The watch sold for $1.1 million on the auction’s first day, and its buyer was a European Jew, the president of Alexander Historical Auctions, Bill Panagopulos, told the Washington Post. He declined to name the buyer.

Panagopulos also told the newspaper that he and his family had received death threats amid criticism of the two-day auction of Nazi memorabilia. The European Jewish Association was among multiple groups to condemn the sale, saying that allowing the items to enter private hands trivializes the Holocaust and enriches Nazi sympathizers.

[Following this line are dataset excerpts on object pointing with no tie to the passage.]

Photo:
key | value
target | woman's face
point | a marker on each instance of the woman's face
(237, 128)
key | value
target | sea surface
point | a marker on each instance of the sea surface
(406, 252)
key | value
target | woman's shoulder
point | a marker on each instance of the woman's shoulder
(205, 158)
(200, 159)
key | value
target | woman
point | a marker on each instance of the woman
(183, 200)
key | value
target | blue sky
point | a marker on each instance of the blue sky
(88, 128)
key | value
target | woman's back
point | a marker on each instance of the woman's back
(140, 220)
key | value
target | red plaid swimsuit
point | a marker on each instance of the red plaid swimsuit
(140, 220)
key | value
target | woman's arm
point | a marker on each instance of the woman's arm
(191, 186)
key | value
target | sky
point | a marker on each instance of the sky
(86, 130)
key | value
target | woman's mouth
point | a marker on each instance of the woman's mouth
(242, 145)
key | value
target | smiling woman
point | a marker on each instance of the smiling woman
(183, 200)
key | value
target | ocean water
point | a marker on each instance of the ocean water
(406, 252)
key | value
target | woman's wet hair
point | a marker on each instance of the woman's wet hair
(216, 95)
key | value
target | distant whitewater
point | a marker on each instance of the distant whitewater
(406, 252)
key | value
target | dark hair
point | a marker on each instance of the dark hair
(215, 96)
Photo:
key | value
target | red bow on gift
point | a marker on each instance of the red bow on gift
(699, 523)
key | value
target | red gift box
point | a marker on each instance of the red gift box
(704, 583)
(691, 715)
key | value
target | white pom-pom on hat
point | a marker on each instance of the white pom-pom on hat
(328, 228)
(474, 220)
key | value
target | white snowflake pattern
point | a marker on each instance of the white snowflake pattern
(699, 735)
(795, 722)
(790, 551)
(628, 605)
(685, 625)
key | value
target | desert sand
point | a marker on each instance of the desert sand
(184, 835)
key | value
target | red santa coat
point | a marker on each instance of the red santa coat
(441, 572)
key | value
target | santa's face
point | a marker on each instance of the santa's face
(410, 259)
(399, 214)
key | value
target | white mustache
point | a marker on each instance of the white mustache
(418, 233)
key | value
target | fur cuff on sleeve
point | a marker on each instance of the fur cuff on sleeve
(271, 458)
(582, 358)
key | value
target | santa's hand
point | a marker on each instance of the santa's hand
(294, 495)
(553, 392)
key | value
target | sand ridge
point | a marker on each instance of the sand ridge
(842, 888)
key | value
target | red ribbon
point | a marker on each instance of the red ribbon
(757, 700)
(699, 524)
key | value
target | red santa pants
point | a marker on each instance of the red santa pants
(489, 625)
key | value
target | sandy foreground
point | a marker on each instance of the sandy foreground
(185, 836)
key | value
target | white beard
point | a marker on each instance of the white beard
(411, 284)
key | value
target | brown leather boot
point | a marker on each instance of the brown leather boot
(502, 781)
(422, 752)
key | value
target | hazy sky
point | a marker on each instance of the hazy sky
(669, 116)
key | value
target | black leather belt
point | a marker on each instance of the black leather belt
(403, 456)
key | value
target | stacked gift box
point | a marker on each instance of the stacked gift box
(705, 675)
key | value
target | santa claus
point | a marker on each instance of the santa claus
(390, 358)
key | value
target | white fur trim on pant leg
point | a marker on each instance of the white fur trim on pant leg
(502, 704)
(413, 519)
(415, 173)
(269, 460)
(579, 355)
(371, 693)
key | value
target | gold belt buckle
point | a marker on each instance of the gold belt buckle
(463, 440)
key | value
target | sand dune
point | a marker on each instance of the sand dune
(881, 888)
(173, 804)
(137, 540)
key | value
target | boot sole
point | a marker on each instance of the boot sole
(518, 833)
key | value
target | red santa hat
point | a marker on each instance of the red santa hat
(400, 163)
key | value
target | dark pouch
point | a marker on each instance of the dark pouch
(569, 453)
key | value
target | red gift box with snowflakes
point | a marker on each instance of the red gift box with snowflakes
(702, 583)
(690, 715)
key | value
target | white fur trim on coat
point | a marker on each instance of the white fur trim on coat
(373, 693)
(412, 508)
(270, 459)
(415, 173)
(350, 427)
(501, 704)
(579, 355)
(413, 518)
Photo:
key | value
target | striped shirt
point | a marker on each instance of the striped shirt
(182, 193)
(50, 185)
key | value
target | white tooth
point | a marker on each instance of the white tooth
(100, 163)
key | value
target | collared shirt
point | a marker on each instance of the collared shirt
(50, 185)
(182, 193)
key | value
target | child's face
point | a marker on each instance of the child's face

Panagopulos told the Jewish Telegraphic Agency before the sale that those critiques did not resonate with him. “What we sell is criminal evidence, no matter how insignificant. It is tangible, real in-your-face proof that Hitler and Nazis lived, and also persecuted and killed tens of millions of people. To destroy or in any way impede the display or protection of this material is a crime against history,” Panagopulos wrote. The buyers, he added, “are NOT neo-Nazis, who are too poor and too stupid to appreciate any kind of historic material.”

Alexander Historical Auctions has drawn criticism before for its willingness to sell Nazi memorabilia, which many auction houses eschew. In 2011, for example, the company said an Orthodox Jewish collector was the buyer of diaries penned after the Holocaust by Josef Mengele, the notorious Nazi doctor, despite fierce resistance to the sale.

While some Nazi relics wind up in the hands of people who want them because they admire Nazism, others are purchased by museums and academic institutions or occasionally by people who want to have the right to destroy the objects. Earlier this year, a Jewish businessman in Argentina offered to buy an 800-pound statue from a former Nazi ship and blow it up. The statue had been set for auction until the German government and Jewish groups protested.